We made it home safely, and she parked the car in the field like a sane and sober person. She waited until we were inside before she told me why she had come looking for me.

“That damn Mr. Pace was out here today,” she said. “What’s going on between the two of y’all, Tangy Mae? He say they willing to give you pay if you go to that white school. I asked him how much he was willing to pay, but he wouldn’t tell me. So I told him you can’t go but he can see you out at Frances’s place any night he takes a notion.”

“No, Mama, you didn’t!” I cried, so mortified by her words that I did not realize I was pulling my own hair until Tarabelle reached out to stop me.

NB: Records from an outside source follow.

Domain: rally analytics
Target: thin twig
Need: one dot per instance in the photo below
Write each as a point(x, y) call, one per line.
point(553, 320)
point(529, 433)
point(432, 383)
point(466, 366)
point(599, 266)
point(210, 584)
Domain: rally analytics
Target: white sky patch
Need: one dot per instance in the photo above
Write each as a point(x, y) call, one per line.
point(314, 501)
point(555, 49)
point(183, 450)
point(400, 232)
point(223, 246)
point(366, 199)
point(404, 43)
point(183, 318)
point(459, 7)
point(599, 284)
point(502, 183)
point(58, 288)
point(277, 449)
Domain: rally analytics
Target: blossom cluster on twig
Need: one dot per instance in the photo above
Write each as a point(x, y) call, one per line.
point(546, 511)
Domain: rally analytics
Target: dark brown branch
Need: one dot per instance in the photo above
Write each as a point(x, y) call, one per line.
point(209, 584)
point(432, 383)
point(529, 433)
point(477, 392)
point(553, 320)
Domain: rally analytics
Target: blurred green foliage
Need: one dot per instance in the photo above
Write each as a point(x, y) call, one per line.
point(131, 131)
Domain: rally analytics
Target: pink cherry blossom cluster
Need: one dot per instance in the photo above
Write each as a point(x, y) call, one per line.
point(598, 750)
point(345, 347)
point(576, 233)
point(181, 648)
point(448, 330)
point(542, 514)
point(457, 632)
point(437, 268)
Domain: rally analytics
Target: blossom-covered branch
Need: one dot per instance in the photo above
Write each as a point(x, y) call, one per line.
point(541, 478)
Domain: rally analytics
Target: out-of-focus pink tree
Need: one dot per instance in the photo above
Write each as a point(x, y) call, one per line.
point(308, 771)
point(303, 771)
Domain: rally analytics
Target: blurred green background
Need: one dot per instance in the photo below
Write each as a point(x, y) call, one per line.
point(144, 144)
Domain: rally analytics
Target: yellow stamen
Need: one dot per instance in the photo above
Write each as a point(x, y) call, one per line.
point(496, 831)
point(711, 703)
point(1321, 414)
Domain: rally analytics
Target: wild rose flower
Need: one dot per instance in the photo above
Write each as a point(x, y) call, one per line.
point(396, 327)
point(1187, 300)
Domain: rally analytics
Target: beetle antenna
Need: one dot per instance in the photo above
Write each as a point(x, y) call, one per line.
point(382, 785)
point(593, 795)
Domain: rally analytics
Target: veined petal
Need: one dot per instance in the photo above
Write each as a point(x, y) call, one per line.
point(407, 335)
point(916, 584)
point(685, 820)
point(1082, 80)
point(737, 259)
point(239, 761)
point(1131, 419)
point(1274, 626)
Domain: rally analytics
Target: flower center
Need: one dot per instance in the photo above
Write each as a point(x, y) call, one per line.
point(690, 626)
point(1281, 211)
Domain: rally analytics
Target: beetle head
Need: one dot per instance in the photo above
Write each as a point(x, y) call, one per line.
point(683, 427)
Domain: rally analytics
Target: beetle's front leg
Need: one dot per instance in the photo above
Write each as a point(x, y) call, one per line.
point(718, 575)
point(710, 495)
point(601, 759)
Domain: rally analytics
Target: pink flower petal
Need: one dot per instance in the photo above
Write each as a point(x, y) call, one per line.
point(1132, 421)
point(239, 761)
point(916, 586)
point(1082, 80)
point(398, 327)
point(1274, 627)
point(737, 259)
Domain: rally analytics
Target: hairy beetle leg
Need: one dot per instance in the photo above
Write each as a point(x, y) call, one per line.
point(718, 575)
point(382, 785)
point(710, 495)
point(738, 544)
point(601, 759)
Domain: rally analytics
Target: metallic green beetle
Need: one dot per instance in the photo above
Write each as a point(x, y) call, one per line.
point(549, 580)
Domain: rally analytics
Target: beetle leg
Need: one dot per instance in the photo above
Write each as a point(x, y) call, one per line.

“‘No, Mama, you didn’t, ’” my mother mimicked.“Yes, hell, I did, and I think he left here mad about something.Tangy Mae, I don’t want them school people coming to my house.” She lit another cigarette. “And you get yo’self cleaned up.You gotta make a run wit’ me.”

“I’ve got the curse, Mama,” I lied.

She shifted her gaze to Tarabelle. “Tarabelle, get yo’self cleaned up.”

“I got it, too, Mama, ”Tarabelle said and glanced at me.

Mama sat with her chin resting against her chest and said nothing. Finally, her head rose and she said, “Laura Gail, you got the curse, too?”

“What curse, Mama?” I heard my sister ask.“What’s a curse?”

Tarabelle and I glanced at each other.We had known, had even predicted this moment in time. “I’ll go,” I said.

My mother laughed.“You damn right, you’ll go,” she said.“You think you smart, Tangy Mae, but you the laziest, sorriest something I ever gave birth to.”

I went out to the woods and ran the length of the path as hard and fast as I could, then I returned to the house to scrub my lazy, sorry self for a trip to the farmhouse.